The government has issued a temporary nationwide ban on selling and consuming alcohol over the weekend to avoid “disorder” during Sunday’s commune elections, continuing a regular election policy in Cambodia.
A statement dated May 26 and signed by Prime Minister Hun Sen said that “all kinds of alcohol consumption…can cause violence, traffic accidents, the committing of other offenses or in some cases…disorder.”
“All Cambodian people and foreigners living in…Cambodia have to cooperate with the government…by temporarily stopping the selling and drinking of alcoholic drinks on the day before the election and on Election Day…in order to participate in preventing violence, threats, intimidation, traffic, social danger and other phenomena that are caused by all kinds of alcoholic drinks,” it said.
National Election Committee (NEC) spokesman Hang Puthea said the election body had suggested the ban.
“I am a former international observer…and when observing in every country, I always saw that a ban on alcoholic drinks before and on the day of elections happens almost generally in the world,” Mr.
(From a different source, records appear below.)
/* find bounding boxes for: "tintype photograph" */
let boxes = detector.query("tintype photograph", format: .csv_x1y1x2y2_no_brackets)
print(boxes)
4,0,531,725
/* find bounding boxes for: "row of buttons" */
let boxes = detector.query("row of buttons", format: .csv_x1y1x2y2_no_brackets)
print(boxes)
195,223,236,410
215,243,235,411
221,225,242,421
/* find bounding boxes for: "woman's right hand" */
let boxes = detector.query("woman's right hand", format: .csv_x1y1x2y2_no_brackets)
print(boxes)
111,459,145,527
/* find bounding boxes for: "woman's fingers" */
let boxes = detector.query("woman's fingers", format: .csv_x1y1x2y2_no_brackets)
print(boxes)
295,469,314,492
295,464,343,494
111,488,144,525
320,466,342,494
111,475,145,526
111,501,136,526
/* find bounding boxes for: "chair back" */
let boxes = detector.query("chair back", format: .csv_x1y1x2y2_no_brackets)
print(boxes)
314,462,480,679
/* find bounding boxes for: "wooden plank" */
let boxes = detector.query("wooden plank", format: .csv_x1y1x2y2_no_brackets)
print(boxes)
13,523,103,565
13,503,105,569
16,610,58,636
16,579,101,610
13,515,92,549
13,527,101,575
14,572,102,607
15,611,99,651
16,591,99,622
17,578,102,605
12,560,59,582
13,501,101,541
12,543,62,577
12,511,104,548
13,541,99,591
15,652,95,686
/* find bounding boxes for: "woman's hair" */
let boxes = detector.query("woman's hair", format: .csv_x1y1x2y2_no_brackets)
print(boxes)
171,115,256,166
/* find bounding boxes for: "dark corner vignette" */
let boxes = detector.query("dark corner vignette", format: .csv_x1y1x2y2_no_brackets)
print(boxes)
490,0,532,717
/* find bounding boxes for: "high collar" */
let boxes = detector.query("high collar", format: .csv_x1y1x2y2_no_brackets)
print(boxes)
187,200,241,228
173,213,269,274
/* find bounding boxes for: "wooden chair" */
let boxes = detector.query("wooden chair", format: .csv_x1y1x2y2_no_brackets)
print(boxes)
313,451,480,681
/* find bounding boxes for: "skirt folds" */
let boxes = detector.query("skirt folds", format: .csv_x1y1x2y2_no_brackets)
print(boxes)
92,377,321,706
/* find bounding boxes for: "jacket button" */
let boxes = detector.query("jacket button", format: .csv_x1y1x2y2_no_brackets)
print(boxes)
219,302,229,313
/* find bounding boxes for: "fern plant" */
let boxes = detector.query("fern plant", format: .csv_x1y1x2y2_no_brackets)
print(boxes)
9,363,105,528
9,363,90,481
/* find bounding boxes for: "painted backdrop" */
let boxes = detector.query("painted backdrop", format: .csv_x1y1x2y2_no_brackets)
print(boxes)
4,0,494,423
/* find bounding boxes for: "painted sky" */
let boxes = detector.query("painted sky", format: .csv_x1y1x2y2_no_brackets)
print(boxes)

Puthea said.
Colombia, Ecuador, India, Thailand and the Philippines have previously had similar bans.
Nget Haysan, manager of Mekong River Restaurant on Phnom Penh’s riverside, said his business would follow the directive, as it had done during previous elections.
Across the road at Deju Vu restaurant, manager Sou Mara said she would also follow the government’s orders.
“It’s good to have a ban…for safety, because the government is afraid of the people being drunk and getting into traffic accidents,” she said.